1974, Robert Wyatt // Rock Bottom
Ça, c’est plus tardif comme amour, à la fac je crois. Mais c’est dans mon top 5 depuis cette époque, je connais chaque note, une beauté inégalable pour moi. J’ai beaucoup d’autres disques de lui, mais pas un n’arrive à la cheville de celui-ci. Un album miraculeux.

1975, Betty Davis // Nasty gal
Une découverte bien plus récente, voilà 8 ou 10 ans, peut-être bien sur le forum d’ailleurs. Les 3 albums sont aussi bons les uns que les autres, le choix s’est fait au pifomètre.

1975, Keith Jarrett // The Köln concert
Classique parmi les classiques, une pochette iconique, le premier ECM que j’ai écouté et un phare dans mon parcours musical.

1977, Les musiciens du Nil // Concert à Paris
On attaque la vaste importance qu’occupe le label Ocora dans ma vie musicale.
1988, je m’emmerde dans ma chambre d’étudiant, et je passe mes jours et mes nuits à écouter France Cul et France Musique, surtout les émissions consacrées aux musique traditionnelles. Un monde s’ouvre à moi.
Parmi eux, les musiciens du Nil, qui ont également œuvrés sur le label Realworld de Peter Gabriel.

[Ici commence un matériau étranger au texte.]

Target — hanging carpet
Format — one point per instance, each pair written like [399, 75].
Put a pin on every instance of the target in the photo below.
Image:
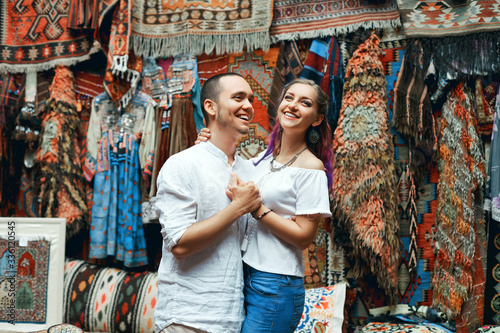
[165, 28]
[364, 189]
[299, 19]
[34, 36]
[467, 31]
[458, 275]
[258, 70]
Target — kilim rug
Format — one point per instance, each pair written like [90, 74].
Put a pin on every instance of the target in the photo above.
[31, 280]
[165, 28]
[364, 201]
[423, 18]
[413, 289]
[34, 36]
[101, 299]
[299, 19]
[258, 70]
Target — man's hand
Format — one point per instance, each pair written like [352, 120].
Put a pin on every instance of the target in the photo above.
[246, 196]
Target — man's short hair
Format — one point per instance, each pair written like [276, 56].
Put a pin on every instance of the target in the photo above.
[211, 90]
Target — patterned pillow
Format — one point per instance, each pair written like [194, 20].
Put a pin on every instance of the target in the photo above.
[99, 299]
[323, 310]
[400, 328]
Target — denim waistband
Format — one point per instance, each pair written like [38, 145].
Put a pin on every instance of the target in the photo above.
[249, 270]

1977, Jacques Brel // Les Marquises
Tombé dedans petit, il restera surement mon chanteur préféré jusqu’à ma mort. J’aime ses mots, j’aime ses interprétations, je connais son répertoire par cœur, c’est une partie de moi.

1977, Rainbow // On Stage
Probablement l’album que j’ai le plus écouté. Achat lors d’un voyage scolaire à Londres en 81. J’aime bien Rainbow en général, mais sur cet album chaque titre est transcendé, c’est une merveille. L’album pour l’île déserte par excellence.

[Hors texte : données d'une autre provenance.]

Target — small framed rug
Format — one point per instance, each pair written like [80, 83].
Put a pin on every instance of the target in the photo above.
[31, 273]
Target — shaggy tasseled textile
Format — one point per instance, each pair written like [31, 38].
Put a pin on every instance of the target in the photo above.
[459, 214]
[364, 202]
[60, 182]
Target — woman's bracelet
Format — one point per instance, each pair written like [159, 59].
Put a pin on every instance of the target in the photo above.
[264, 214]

1977, Fleetwood Mac // Rumours
Grand classique, K7 usée jusque à la corde sur mon walkman, mais des titres (The chain, Oh daddy, Go your own way) qui me font toujours autant d’effet 45 ans plus tard.

1978, Scorpions // Tokyo tapes
Tombé dedans comme beaucoup avec le carton de Blackout en 82, j’ai rapidement exploré et décidé que les années Uli Roth étaient les meilleures, et donc Tokyo tapes, pour l’insurpassable enchainement In Trance / we’ll burn the sky, plus Fly to the rainbow, et Kojo no tsuki.

1979, Kolinda // 1514
Du folk hongrois, mais édité sur le label folk français Hexagone. J’ai eu une grosse période folk dans les années 80 (Malicorne, Mélusine, les Ménestrier, Tri Yann et cie…), et j’aime particulièrement les accords étranges de Kolinda (3 albums parus en France à l’époque, d’autres plus tardifs et moins folichons sont sortis localement).